Batu itu kemudian dijuluki Naga Tidur. Dalam video yang diunggah sejumlah akun, batu itu tampak menyerupai sisik dan bentuk kepala menonjol. Saat dilihat dari jauh, batu itu terlihat seperti ular sungguhan.

Foto dan video penampakannya pertama kali diunggah oleh warga sekitar dan kemudian menyebar cepat di TikTok, Facebook, dan platform lainnya.


Unggahan itu ditanggapi beragam oleh warganet. Termasuk dari Indonesia.

“Ini berkah naga penjaga sungai,” tulis seorang pengguna TikTok asal Thailand.

“Menurutku itu bukan ular, tapi batu yang dipahat mirip kepala ular, biasanya bekas orang zaman kuno/kerajaan yg suka ukir batu jadi patung,” komentar warganet asal Indonesia.
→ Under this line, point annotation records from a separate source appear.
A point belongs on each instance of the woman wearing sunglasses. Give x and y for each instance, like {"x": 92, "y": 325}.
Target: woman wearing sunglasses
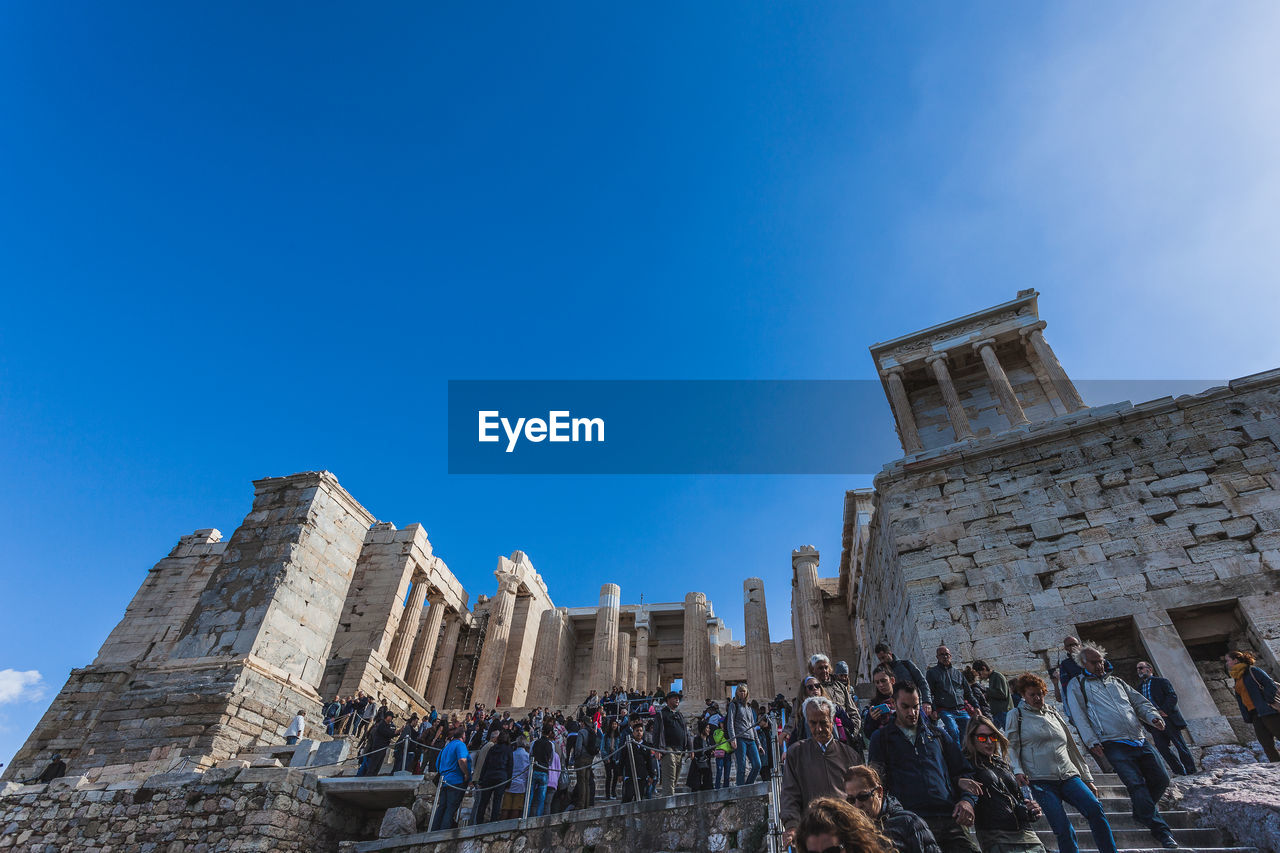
{"x": 908, "y": 830}
{"x": 1002, "y": 816}
{"x": 831, "y": 825}
{"x": 1045, "y": 755}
“mungkin dulu gk kelihatan karena ketimbun tanah dan tanahnya terkikis oleh air sungai sedikit demi sedikit akhirnya nampak jelas sebenernya itu ular sedang bertapa sampai membatu kalau sudah waktunya dia akan bangkit,” komentar yang lain.

Batu Naga Tidur itu semakin populer setelah dikaitkan dengan legenda lokal Thailand tentang Phaya Naga, makhluk mitologis berbentuk naga atau ular raksasa yang dipercaya sebagai penjaga sungai dan sumber air.

Sementara itu, ahli geologi menyebut formasi batu itu kemungkinan besar akibat erosi alami batuan kapur yang umum ditemukan di kawasan pegunungan Phetchabun.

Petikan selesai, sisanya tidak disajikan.